Pernyataan tersebut disampaikan Staf Khusus Menteri keuangan, Arif Budimanta, menanggapi kemungkinan adanya pihak yang sudah mendaftarkan diri kemudian data-datanya ditolak Pemerintah.
Arif menepis kemungkinan tersebut karena prosedur untuk mendapatkan pengampunan pajak sebenarnya sangat sederhana.
Kata Arif, semua harta yang dilaporan pada dasarnya adalah kemauan dari si pelapor itu sendiri.
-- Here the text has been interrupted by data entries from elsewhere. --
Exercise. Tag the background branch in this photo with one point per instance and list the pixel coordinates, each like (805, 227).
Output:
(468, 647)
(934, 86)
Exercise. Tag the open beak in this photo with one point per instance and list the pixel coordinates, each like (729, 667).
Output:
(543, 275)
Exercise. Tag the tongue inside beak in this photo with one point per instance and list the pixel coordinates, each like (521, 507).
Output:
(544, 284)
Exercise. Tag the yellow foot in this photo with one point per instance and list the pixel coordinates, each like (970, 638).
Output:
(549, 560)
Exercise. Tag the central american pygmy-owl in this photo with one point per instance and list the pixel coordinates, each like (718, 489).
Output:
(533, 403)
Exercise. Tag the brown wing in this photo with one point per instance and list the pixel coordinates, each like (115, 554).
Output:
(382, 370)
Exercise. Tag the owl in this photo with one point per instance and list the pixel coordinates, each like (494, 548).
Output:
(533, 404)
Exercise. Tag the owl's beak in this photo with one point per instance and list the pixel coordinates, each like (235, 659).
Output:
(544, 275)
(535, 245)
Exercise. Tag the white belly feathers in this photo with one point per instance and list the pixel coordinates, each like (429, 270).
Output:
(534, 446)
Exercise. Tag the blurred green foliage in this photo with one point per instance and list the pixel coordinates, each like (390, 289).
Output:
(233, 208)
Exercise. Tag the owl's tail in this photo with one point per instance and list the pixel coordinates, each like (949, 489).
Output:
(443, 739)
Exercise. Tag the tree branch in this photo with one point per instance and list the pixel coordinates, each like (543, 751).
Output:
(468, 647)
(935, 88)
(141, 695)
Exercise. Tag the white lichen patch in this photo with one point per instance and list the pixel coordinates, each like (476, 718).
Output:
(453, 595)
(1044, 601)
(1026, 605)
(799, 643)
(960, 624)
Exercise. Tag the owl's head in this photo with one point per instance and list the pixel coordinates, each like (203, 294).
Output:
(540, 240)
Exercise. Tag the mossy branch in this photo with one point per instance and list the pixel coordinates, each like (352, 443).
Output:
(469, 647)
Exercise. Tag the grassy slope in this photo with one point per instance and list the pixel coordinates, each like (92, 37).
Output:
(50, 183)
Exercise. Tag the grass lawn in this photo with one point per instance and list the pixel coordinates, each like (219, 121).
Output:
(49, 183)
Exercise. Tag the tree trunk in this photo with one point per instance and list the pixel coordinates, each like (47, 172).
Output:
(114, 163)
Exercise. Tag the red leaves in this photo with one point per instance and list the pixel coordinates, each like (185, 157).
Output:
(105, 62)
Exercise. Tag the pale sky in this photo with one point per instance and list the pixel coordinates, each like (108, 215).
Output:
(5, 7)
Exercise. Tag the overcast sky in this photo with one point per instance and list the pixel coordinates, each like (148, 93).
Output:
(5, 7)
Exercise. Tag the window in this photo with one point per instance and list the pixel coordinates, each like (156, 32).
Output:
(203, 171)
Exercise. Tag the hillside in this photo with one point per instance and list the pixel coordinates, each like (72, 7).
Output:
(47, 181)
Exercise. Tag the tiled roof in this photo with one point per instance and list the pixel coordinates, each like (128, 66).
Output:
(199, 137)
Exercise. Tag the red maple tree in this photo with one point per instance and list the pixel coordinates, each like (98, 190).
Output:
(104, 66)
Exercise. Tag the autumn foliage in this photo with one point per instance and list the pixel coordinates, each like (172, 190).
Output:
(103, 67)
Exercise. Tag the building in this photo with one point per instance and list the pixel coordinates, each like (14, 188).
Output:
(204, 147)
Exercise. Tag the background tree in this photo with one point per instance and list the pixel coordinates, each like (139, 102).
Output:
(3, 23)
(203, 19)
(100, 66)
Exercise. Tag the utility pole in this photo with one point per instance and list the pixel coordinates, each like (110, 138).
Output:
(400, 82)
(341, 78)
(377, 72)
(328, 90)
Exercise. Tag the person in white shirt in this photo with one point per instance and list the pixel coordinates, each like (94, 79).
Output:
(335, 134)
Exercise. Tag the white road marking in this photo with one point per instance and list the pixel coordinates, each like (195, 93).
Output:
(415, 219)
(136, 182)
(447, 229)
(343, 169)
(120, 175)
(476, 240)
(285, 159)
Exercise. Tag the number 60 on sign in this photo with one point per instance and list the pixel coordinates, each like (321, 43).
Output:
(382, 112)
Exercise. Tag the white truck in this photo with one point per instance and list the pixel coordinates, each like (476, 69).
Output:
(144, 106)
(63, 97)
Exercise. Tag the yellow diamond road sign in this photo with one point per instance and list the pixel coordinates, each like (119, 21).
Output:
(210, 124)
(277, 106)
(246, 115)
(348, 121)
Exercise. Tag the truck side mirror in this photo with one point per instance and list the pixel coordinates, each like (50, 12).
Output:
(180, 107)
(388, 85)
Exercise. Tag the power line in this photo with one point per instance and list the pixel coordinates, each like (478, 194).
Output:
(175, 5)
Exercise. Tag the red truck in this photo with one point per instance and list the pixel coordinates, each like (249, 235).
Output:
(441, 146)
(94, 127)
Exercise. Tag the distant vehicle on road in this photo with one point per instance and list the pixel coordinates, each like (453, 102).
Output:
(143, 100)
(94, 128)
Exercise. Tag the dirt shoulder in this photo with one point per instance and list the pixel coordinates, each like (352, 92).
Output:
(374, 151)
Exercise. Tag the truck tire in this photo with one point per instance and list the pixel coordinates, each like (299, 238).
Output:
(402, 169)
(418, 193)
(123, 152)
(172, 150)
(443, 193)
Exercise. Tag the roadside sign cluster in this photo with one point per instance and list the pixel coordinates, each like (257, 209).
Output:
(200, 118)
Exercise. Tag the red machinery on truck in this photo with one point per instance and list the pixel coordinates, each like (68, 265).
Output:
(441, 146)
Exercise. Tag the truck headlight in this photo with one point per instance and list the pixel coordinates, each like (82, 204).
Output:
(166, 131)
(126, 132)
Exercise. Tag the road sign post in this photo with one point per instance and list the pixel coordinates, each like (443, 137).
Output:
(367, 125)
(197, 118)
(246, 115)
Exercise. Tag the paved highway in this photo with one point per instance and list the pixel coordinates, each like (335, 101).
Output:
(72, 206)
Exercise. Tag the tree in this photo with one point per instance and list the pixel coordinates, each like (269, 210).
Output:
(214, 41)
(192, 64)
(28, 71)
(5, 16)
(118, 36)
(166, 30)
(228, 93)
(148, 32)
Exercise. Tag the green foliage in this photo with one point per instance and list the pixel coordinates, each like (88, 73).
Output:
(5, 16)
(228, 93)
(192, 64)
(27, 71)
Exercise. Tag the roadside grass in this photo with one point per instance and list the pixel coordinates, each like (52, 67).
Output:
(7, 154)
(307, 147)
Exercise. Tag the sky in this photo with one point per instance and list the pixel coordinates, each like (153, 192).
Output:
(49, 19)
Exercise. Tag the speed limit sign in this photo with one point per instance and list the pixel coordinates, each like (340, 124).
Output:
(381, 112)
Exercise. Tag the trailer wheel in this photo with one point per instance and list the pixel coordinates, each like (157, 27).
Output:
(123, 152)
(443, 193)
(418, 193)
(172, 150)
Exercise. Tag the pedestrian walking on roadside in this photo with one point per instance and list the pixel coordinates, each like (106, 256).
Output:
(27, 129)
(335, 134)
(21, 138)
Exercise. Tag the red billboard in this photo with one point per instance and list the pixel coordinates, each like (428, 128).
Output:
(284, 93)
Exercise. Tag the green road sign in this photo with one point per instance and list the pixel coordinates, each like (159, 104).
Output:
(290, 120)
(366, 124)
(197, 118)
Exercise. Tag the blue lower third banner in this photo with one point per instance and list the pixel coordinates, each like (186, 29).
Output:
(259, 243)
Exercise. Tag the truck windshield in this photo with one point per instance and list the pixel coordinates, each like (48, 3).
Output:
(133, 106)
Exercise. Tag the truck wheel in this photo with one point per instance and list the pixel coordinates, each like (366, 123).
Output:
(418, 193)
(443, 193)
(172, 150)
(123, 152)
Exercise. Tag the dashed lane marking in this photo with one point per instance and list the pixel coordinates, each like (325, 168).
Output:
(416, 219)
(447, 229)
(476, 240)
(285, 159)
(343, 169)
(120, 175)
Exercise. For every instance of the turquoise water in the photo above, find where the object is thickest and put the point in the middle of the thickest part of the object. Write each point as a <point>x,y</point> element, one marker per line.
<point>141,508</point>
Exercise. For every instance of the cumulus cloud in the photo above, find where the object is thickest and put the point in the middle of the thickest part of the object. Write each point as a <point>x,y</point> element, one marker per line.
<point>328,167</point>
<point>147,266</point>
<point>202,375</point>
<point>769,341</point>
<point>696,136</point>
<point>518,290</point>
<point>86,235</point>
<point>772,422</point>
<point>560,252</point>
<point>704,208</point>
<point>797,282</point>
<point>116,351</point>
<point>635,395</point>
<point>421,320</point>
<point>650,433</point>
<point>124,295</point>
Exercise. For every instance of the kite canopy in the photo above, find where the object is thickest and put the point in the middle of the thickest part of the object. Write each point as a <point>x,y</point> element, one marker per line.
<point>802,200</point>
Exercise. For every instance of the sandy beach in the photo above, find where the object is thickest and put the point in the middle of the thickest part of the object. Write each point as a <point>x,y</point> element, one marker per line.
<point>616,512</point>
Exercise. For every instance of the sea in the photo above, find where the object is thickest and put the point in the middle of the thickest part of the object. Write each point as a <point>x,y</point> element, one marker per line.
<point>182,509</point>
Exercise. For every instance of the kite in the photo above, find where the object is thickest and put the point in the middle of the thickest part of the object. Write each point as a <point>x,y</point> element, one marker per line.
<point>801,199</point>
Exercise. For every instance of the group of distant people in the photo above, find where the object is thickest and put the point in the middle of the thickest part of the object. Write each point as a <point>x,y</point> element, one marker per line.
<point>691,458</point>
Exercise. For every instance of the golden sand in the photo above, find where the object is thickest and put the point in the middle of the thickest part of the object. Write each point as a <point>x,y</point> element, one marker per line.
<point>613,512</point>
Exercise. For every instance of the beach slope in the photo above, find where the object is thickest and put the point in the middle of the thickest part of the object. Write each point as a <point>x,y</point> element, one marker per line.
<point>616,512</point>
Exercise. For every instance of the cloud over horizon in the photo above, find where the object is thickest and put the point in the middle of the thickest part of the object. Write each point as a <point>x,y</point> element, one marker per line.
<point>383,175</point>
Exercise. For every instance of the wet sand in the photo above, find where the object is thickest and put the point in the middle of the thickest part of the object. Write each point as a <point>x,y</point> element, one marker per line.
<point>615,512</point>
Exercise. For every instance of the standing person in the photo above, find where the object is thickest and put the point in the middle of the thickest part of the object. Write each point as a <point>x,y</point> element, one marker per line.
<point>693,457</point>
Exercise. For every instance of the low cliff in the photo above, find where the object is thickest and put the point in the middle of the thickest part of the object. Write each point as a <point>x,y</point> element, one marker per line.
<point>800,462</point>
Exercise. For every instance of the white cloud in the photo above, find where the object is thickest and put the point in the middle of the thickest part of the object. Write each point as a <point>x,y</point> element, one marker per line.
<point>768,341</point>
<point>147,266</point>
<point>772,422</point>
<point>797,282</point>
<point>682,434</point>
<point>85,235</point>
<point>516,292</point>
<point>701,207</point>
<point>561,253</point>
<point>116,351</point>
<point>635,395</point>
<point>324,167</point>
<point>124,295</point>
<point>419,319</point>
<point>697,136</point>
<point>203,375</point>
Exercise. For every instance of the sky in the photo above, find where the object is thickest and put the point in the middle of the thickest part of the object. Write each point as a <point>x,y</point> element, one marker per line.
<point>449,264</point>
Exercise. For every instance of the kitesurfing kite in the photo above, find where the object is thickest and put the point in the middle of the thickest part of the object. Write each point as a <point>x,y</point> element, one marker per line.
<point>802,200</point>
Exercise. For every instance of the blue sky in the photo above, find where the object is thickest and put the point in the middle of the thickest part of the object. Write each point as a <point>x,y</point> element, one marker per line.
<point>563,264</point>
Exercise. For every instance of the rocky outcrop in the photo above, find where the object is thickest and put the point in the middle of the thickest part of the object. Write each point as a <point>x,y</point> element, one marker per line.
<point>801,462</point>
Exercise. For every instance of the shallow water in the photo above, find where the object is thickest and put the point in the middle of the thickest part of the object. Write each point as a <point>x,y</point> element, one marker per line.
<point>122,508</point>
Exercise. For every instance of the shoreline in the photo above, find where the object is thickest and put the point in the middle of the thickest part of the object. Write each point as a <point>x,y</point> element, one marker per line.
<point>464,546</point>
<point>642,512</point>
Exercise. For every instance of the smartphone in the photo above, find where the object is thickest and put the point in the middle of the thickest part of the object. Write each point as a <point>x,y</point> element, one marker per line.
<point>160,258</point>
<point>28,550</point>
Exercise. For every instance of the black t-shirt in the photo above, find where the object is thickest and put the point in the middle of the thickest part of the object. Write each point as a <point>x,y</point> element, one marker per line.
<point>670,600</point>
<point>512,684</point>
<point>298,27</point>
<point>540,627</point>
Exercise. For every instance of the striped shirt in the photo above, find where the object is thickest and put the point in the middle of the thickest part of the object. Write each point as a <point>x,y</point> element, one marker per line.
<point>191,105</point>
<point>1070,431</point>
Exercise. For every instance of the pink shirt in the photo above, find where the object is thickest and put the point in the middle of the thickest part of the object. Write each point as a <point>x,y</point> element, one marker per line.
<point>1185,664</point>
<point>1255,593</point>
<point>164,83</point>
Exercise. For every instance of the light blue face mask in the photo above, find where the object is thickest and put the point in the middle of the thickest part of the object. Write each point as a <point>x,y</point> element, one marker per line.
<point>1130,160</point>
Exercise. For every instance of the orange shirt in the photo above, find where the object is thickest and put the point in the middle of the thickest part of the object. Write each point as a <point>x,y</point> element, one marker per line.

"Termasuk misalnya harta bersih dikurangi utang. Itu juga self assesment, artinya voluntary base. Dokumen yang disampaikan itu dianggap sebagai sebuah fakta yang dilaporkan secara benar," kata Arif di Jakarta, Sabtu (23/7/2016).
Menurut Arif, dokumen yang disusun si pelapor adalah dasar bagi Pemerintah untuk memberikan pengampunan.
Lagi pula, kata Arif, uang yang disimpan di luar negeri sebenarnya tidak semua dikategorikan 'black money'.
"Terpenting secara kelengkapan administrasi itu sudah dipenuhi semuanya," kata dia.
Arif mencontohkan India yang pernah menerapkan serupa untuk membangun negaranya.
Kata Arif, India sudah pernah memberlakukan Undang-Undang Pengampunan Pajak pada tahun 2008 untuk mengatasi pelemahan ekonomi.
Jauh sebelumnya, di tahun 1980-an, India bahkan mengincar black money dari warga negaranya.
"Ada 350 ribu orang yang terlibat ikut melaporkan dalam tax amnesty di India. Beberapa negara di Eropa juga pernah," kata Arif.